Department Facts

Distinctions

  • Small student-faculty ratio in a close, mutually supportive collegial atmosphere.
  • Strong faculty commitment to teaching and providing students with a wide range of research opportunities.
  • Three degree programs serve different career objectives.
  • Extensive field experience through in-course field trips, a week-long Junior Seminar trip and independent study.
  • Required Senior Project that demonstrates to employers and graduate schools the ability to complete a major independent research project.
  • Extensive computing, analytical, field, and scale-modeling equipment accessible to all students. All students have access to all departmental facilities, producing special opportunities usually reserved for graduate students at other institutions.

Key Benefits

  • An appreciation of the place and role of humanity on the Earth today and in the context of geologic time.
  • Research skills developed by a hands-on approach to learning, independent study, and field experience.
  • Critical reading, writing, and thinking skills.
  • Sound preparation for graduate study in geology and environmental geology.
  • Excellent preparation for professional employment, especially in the environmental geology fields of hydrogeology and land use.
  • An understanding of how the Earth works today and has worked through geologic time.

Endorsements

  • “I can say without hesitation that the fieldwork I did in Alaska was the most important part of my academic undergraduate experience.
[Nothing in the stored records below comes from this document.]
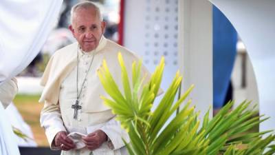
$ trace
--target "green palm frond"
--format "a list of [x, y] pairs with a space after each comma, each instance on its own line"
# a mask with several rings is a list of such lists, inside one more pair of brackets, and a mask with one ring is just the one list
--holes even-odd
[[[177, 72], [153, 111], [162, 79], [164, 58], [147, 83], [144, 79], [149, 75], [141, 74], [141, 61], [133, 62], [129, 71], [120, 53], [118, 59], [123, 90], [119, 90], [105, 61], [98, 75], [111, 98], [101, 99], [129, 133], [131, 143], [126, 143], [126, 146], [131, 155], [271, 155], [275, 152], [275, 146], [270, 145], [274, 136], [262, 138], [271, 131], [248, 132], [267, 119], [263, 116], [254, 116], [255, 112], [246, 110], [250, 102], [245, 101], [232, 111], [234, 102], [230, 102], [212, 119], [208, 111], [201, 124], [197, 118], [199, 113], [190, 106], [192, 101], [186, 101], [194, 85], [176, 99], [182, 80]], [[132, 79], [129, 79], [129, 74]], [[173, 115], [183, 103], [186, 103], [183, 108]], [[270, 149], [264, 152], [267, 147]]]

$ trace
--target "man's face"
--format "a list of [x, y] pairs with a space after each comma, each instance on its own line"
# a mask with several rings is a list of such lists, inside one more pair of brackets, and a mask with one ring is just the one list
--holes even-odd
[[105, 28], [95, 9], [79, 8], [75, 12], [73, 23], [69, 28], [79, 43], [81, 49], [90, 52], [96, 49]]

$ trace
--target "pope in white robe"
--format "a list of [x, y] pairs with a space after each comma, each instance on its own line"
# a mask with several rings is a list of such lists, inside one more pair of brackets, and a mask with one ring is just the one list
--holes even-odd
[[[105, 23], [91, 2], [74, 6], [72, 17], [69, 29], [78, 42], [56, 51], [47, 65], [39, 101], [45, 103], [41, 126], [51, 148], [62, 149], [61, 154], [128, 154], [122, 138], [129, 143], [129, 136], [100, 99], [100, 95], [109, 96], [96, 71], [105, 59], [122, 88], [118, 52], [124, 57], [130, 79], [132, 63], [138, 58], [102, 36]], [[144, 66], [142, 74], [149, 75]]]

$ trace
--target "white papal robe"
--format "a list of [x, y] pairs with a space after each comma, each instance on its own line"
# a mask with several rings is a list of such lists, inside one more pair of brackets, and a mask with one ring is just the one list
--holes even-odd
[[[75, 43], [66, 46], [54, 53], [50, 60], [42, 78], [41, 84], [45, 86], [40, 102], [45, 102], [41, 112], [41, 123], [51, 148], [54, 145], [54, 136], [60, 131], [68, 133], [78, 132], [85, 134], [96, 130], [102, 130], [109, 139], [93, 152], [94, 155], [128, 154], [122, 137], [129, 142], [127, 133], [121, 129], [120, 123], [114, 118], [111, 110], [105, 106], [100, 95], [109, 96], [96, 74], [104, 59], [114, 80], [122, 90], [121, 70], [118, 61], [118, 54], [121, 52], [129, 79], [131, 79], [131, 65], [138, 58], [126, 48], [106, 39], [102, 37], [98, 48], [90, 52], [84, 52]], [[80, 96], [79, 104], [81, 110], [78, 110], [77, 119], [74, 119], [74, 110], [72, 105], [76, 100], [76, 62], [78, 52], [78, 90], [84, 81]], [[94, 58], [91, 66], [89, 68]], [[87, 73], [87, 78], [85, 79]], [[142, 67], [142, 74], [147, 74], [145, 81], [149, 79], [150, 73]], [[124, 153], [123, 153], [124, 152]], [[87, 148], [62, 152], [62, 154], [91, 154]]]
Now that I’m in graduate school, I realize that the experience I got in Alaska is rare even for students at the graduate level.” Chris Turner ’98, graduate student in hydrogeology at Waterloo University.
  • Department ranks in the top 2.5 percent among private undergraduate institutions in production of eventual Ph.D.s in earth sciences since 1920.
  • About half of students receive outside funding to complete out-of-state field research projects.
  • “The number of graduates in geology has been greater at this institution [Allegheny] than at many other larger, research-oriented schools…” Independent reviewer’s comments on departmental National Science Foundation grant proposal.